The Writers’ Journey.  Christopher Vogler.

Another film student turned me on to this book years ago.  To my knowledge this book has been in print for at least three decades.  It is essentially Joseph Cambell’s The Hero of A Thousand Faces, simplified and adapted for writers, primarily, writers of film, but also for writers of novels.  The first chapter alone is worth the purchase of the book, but I really enjoyed Vogler’s thorough exploration of Cambpell’s archetypes and hero figures.  This is a great supplemental read for Truby’s book, because when Truby explains the character net, it is essential to have an understanding of archetypes and their roles in expressing a story.  Since it’s my belief that writers of fiction are writers of myth, exploring the various facets of the human subconscious and its expression in culture (through heros and archetypal characters) is certainly required knowledge for all serious students of fiction.  One could read Campbell’s work, of course, and I recommend it, but if you’re looking for a text to use for your classes or a simple yet thorough and applicable guide for your own writing, this is the book that will strike the best balance between scholarship and practicality.

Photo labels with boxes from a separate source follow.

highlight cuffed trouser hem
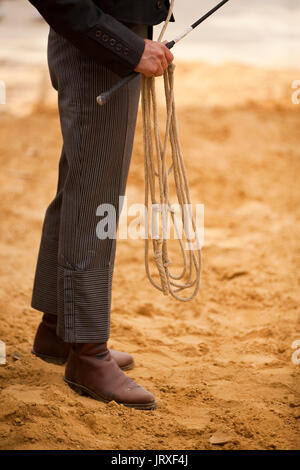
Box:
[31,234,58,315]
[57,265,113,343]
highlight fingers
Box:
[163,41,174,65]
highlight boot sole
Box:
[31,349,135,371]
[64,377,157,410]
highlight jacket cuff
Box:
[87,14,145,69]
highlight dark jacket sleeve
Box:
[29,0,145,76]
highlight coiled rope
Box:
[142,0,201,302]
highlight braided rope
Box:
[142,0,201,302]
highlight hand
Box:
[134,39,174,77]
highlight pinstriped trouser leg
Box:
[32,30,144,342]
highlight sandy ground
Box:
[0,63,300,449]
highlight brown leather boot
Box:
[64,343,156,410]
[32,313,135,370]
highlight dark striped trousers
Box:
[32,27,147,343]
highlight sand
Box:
[0,63,300,449]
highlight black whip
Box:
[97,0,229,106]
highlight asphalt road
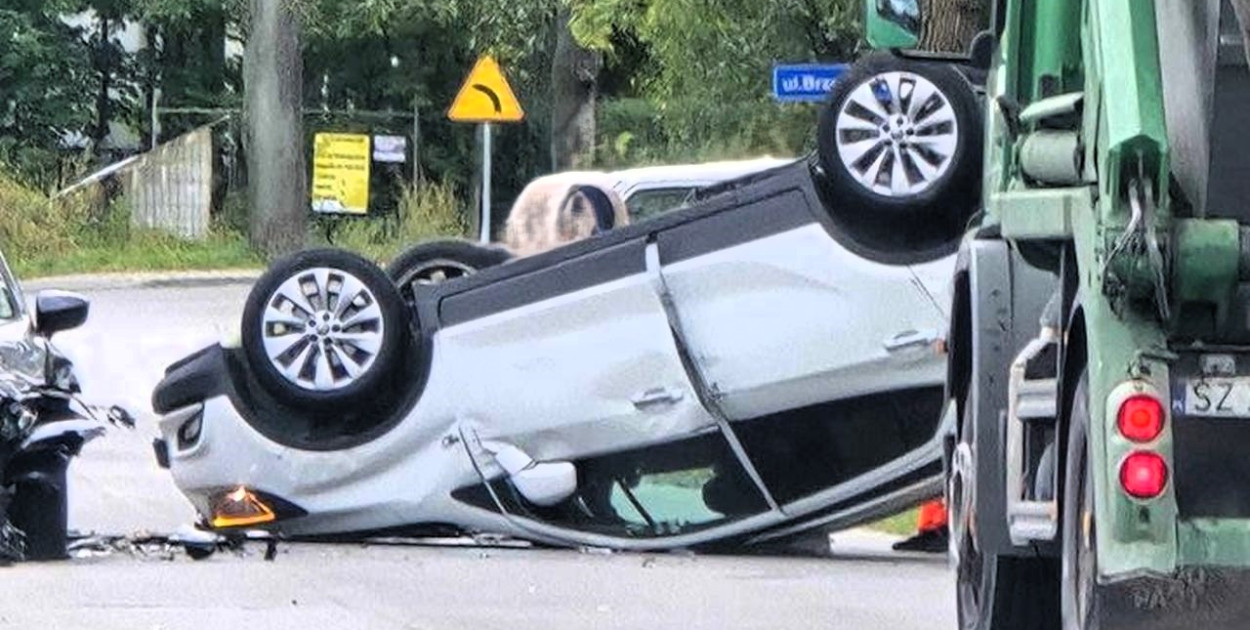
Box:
[0,275,955,630]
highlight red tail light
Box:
[1120,451,1168,499]
[1116,394,1164,443]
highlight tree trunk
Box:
[244,0,309,256]
[551,8,603,171]
[920,0,990,53]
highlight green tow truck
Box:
[866,0,1250,630]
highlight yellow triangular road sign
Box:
[448,55,525,123]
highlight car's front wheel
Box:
[243,249,410,411]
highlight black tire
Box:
[243,249,411,413]
[948,392,1059,630]
[9,451,69,560]
[1060,374,1100,630]
[818,53,984,256]
[386,239,513,304]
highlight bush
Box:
[0,168,261,278]
[0,173,88,265]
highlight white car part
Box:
[481,441,578,508]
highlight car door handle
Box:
[630,388,685,409]
[881,330,938,353]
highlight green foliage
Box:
[0,0,861,275]
[0,0,91,189]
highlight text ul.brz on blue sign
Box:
[773,64,846,101]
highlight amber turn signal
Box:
[210,486,276,528]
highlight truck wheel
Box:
[948,401,1059,630]
[1060,374,1100,630]
[386,239,513,304]
[243,249,410,411]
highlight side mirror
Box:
[35,290,91,338]
[481,441,578,508]
[864,0,921,49]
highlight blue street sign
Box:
[773,64,846,103]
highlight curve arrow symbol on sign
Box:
[473,84,504,114]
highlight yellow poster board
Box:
[448,55,525,123]
[311,134,369,214]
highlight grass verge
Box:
[0,173,468,279]
[868,508,920,536]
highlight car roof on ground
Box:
[608,156,794,194]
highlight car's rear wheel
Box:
[818,53,983,258]
[243,250,410,411]
[386,239,511,304]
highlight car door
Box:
[656,179,946,515]
[435,234,770,541]
[658,190,945,419]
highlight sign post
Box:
[311,133,369,215]
[481,123,490,243]
[773,64,846,103]
[448,55,525,243]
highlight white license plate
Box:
[1185,376,1250,418]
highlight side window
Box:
[734,388,943,505]
[625,186,694,221]
[491,431,769,538]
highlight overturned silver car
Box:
[153,54,980,549]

Extreme Fiction: Fabulists and Formalists.  Robin Hemley and Michael Martone

Up to now I have focused only on books about novel writing, but I also write short stories and like every other interested fiction writer out there, I am sensitive to the shifts that literature is taking in favor of innovative, fabulist, and other forms of experimental fiction.  This book is an anthology, and the stories included, I will admit, are not always my favorite.  Oftentimes innovation becomes a gimmick rather than an aid to narrative, something that I have observed and criticized in this otherwise favored genre of mine within the literary fiction umbrella.  However, the opening essay should be essential reading for any student of fiction, in my opinion.  It explains in terms both simple and thorough the various approaches and terminology assigned to this often misunderstood form of fiction, and it provides ambitious writers a glimpse into the vast landscape of possibilities of this imaginative, fantastical, and often still unexplored genre of ours.

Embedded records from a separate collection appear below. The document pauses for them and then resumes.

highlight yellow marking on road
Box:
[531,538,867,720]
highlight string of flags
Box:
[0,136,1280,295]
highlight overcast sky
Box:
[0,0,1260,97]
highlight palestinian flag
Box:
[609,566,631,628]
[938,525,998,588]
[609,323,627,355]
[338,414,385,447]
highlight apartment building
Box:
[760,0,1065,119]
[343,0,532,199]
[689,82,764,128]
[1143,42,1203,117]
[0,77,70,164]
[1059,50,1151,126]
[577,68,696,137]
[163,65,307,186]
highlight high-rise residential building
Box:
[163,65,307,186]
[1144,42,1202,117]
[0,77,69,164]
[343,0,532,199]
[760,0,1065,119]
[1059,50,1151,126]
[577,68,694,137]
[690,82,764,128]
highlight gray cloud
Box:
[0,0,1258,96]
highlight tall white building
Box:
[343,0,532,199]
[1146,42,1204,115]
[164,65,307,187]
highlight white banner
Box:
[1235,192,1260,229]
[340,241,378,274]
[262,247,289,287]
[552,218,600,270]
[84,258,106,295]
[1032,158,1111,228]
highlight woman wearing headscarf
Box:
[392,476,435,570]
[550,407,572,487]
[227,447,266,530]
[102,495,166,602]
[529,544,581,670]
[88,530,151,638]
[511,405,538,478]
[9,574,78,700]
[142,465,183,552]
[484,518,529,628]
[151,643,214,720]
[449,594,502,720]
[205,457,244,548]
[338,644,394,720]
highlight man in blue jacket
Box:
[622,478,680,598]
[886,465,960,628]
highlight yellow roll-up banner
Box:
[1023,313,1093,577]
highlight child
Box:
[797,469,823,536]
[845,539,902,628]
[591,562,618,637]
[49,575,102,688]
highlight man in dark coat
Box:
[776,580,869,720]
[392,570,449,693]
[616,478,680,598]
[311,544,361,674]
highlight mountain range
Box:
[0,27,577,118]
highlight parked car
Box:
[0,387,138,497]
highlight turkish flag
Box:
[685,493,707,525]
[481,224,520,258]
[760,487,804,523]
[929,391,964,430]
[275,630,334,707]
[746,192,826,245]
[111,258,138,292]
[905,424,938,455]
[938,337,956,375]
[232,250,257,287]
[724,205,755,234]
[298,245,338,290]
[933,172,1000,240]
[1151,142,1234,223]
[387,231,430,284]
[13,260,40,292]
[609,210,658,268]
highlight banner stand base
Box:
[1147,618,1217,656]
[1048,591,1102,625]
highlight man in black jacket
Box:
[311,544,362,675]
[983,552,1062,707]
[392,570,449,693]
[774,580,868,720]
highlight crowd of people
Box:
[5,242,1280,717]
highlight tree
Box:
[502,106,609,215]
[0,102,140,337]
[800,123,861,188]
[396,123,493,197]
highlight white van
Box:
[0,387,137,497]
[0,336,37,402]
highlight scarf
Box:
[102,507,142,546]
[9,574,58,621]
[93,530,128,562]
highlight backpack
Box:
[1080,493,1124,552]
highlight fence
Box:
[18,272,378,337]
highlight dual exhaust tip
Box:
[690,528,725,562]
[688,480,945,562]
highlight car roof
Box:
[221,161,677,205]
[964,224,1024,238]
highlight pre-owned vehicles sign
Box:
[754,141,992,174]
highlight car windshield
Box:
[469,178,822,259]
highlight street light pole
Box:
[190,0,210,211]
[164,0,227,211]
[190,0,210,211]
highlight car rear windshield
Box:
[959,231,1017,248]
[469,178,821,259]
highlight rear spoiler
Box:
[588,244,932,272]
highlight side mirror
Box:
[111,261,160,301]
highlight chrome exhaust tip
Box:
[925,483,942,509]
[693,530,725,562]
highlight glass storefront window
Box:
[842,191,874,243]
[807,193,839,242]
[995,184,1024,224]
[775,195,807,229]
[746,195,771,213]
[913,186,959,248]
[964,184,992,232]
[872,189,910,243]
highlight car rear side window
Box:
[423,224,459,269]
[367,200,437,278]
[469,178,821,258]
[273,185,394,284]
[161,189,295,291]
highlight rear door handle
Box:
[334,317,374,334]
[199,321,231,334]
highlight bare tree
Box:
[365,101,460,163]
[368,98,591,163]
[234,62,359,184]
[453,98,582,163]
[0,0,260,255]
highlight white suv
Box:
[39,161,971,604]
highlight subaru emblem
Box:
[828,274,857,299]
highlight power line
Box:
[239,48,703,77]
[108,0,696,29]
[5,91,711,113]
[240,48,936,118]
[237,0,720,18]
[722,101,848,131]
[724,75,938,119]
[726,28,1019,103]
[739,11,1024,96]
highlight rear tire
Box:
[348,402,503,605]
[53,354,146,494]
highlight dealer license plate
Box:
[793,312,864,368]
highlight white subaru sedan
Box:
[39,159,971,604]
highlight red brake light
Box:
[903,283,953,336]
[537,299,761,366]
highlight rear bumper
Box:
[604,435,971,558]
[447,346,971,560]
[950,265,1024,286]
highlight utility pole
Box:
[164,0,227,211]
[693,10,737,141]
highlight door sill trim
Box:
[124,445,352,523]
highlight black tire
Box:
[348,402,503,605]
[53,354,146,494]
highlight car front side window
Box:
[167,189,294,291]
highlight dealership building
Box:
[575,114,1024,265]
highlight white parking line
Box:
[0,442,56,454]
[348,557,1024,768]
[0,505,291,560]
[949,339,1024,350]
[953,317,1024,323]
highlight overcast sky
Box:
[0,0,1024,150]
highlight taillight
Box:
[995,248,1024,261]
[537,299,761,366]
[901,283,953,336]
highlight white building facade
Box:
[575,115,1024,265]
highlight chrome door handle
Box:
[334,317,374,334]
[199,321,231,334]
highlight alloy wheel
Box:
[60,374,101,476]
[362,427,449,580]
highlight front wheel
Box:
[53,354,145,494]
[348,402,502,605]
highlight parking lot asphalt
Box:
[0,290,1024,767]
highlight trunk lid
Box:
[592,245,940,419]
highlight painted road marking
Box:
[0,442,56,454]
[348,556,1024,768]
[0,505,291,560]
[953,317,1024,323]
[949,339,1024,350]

The Art of Fiction.  John Gardner.

I am a fan of John Gardner’s work both as a novelist and as a critic.  His other touted book, On Being a Novelist, is another one of those classics on the required reading list of any aspiring novelist, but this other book has at least one chapter that I think should also be required reading for all students of fiction.  It’s the essay titled “Common Errors,” which discusses with abundant practical and insightful examples where beginning fiction often goes wrong.  The discussion spans everything from subtle shifts in point of view to faulty sentence structures.  Whenever I use this book (particularly, this chapter) in my classes I see the light strike the faces of my students.  We are then able to look at every piece and identify specifically stumbling blocks in the narrative and structure, and methods to address them that are both simple and effective.

The Lie That Tells The Truth.  John Dufresne.

I should say upfront that I’m a student of John Dufresne: I know his methods so well, I have subconsciously repossessed them and claimed them as my own.  By the time he wrote his book, I had already taken many of his classes and participated in his Friday Night Workshop at Florida International University for years, so I was familiar with everything in it.  Nonetheless his applications and methods are for me fundamental to understanding how a piece of fiction is crafted, and for how it should be read.  Dufresne is indisputably a literary writer, and also a great teacher.  His approach to character and plot are entrenched in the understanding that plot is an internal journey, and that every character action is motivated by psychological needs and obstacles.  I still use his methods in my classes for both beginning and advanced students.  This is the book to study for any serious literary writer.